Comics Review: Ms. Marvel (2015) #1
Confession time: Ms. Marvel was the first-ever comic series I bought into and read consistently. It was my first true introduction into the wide and weird world of Marvel comics, and I hold Ms. Marvel near and dear to my heart for that reason. I admit I have a strong bias favoring the adventures of Kamala Khan as told by G. Willow Wilson and drawn by Adrian Alphona and Takeshi Miyazawa; Ms. Marvel is an incredibly strong series that I’d recommend to any new comics reader, and with the release of Ms. Marvel (2015) #1 I can happily report that nothing has changed.
Except, of course, everything has changed.
Set eight whole months after the events of The Last Days of Ms. Marvel (Ms. Marvel #19), we start this new run in media res, and Kamala Khan is having a bad day. She’s joined the Avengers and is still learning to juggle her new hero responsibilities with her home and school life. Her mom knows her secret identity, but she still has to be home for curfew (resulting in Tony Stark routinely driving her home… and possibly helping her with her physics homework???). Jersey City is the same as it’s ever been… aside from the fact that there’s a new, mysterious gentrification project taking over whole swaths of the downtown area while using her likeness to promote itself.
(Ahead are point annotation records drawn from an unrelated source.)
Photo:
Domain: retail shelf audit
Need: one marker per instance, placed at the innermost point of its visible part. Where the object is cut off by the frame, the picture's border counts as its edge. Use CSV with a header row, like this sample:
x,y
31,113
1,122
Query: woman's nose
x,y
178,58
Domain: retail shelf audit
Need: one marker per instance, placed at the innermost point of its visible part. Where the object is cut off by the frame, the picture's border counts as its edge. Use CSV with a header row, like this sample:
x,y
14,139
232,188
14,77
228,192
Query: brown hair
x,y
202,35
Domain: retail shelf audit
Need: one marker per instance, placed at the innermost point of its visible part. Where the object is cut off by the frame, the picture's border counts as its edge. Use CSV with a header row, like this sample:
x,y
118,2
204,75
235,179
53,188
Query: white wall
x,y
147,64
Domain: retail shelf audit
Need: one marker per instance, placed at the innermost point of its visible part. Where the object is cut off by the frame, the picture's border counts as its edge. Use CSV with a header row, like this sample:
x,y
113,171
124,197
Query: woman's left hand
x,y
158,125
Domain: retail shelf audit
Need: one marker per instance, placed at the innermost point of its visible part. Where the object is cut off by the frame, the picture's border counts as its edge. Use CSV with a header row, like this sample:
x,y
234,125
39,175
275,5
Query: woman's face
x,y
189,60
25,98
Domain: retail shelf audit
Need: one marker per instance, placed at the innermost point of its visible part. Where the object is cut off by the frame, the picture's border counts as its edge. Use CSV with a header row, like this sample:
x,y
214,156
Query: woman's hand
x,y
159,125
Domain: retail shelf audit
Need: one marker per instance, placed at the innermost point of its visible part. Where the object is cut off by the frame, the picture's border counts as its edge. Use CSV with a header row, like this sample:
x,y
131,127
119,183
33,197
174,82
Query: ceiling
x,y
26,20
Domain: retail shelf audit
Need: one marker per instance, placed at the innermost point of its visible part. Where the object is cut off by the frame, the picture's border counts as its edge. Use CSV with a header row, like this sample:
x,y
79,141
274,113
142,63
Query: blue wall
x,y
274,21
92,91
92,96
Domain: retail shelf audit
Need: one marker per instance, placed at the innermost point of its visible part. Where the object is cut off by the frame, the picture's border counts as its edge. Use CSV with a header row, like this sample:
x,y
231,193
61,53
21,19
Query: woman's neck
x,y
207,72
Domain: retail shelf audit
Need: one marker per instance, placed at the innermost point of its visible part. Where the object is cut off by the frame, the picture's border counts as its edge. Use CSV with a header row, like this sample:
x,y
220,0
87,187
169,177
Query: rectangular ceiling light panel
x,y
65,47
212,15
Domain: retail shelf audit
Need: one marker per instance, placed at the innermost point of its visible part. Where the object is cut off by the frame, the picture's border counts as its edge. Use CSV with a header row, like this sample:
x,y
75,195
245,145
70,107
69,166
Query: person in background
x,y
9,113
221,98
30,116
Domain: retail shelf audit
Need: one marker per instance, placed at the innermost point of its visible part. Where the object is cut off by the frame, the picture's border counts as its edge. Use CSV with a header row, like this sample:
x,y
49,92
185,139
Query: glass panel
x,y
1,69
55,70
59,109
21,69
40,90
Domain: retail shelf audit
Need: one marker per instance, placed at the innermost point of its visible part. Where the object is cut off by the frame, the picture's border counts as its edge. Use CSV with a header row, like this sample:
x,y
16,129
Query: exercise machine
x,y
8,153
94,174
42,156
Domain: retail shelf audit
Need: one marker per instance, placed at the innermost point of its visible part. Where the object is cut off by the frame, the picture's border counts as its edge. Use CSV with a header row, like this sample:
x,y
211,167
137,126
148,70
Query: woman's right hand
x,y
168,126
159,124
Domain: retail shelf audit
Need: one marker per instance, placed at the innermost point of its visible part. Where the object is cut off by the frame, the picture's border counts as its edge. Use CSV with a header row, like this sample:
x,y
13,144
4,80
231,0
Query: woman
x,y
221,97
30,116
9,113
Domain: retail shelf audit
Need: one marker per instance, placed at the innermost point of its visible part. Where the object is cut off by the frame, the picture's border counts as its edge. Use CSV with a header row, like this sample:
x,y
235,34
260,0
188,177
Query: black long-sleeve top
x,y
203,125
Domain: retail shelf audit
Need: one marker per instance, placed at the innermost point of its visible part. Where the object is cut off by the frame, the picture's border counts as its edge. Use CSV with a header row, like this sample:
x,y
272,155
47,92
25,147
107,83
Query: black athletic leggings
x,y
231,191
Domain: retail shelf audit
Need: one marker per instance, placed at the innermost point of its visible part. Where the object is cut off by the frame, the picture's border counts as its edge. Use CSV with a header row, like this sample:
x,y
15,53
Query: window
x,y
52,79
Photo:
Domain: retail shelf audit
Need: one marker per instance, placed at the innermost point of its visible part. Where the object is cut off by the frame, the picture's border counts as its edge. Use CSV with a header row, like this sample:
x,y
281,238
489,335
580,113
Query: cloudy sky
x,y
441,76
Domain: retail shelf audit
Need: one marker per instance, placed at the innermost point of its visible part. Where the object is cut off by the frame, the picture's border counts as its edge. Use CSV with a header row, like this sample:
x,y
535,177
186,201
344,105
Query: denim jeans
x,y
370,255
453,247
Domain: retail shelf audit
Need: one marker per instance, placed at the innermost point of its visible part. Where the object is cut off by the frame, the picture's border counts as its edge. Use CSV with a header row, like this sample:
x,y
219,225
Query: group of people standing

Oh, and despite Bruno professing his love for Kamala at the end of the last series, the Big Drama in this first issue seems to be that he’s !!!Dating!!! !!!Someone!!! !!!Else!!! and didn’t tell her. #HighSchoolProblems.
One thing I’ve always loved about Ms. Marvel is how tightly focused and well-balanced the action is. Wilson, Miyazawa and Alphona do a great job of reminding readers that Kamala is still primarily a high school student, and that she’s a rookie hero with no major training (aside from what she’s done at New Attilan). This first issue continues that trend; the biggest things she fights are some hired thugs from the Hope Yards Development/Relocation Association (in the first part of the issue) and a giant frog during Bruno’s flashback (in the second part).
The rest of the book is setting up the new arc. It’s a pretty solid issue, and it’s got me excited about where Ms. Marvel is going. And of course, Miyazawa and Alphona continue to knock it out of the park when it comes the the book’s art. All in all, go pick this up.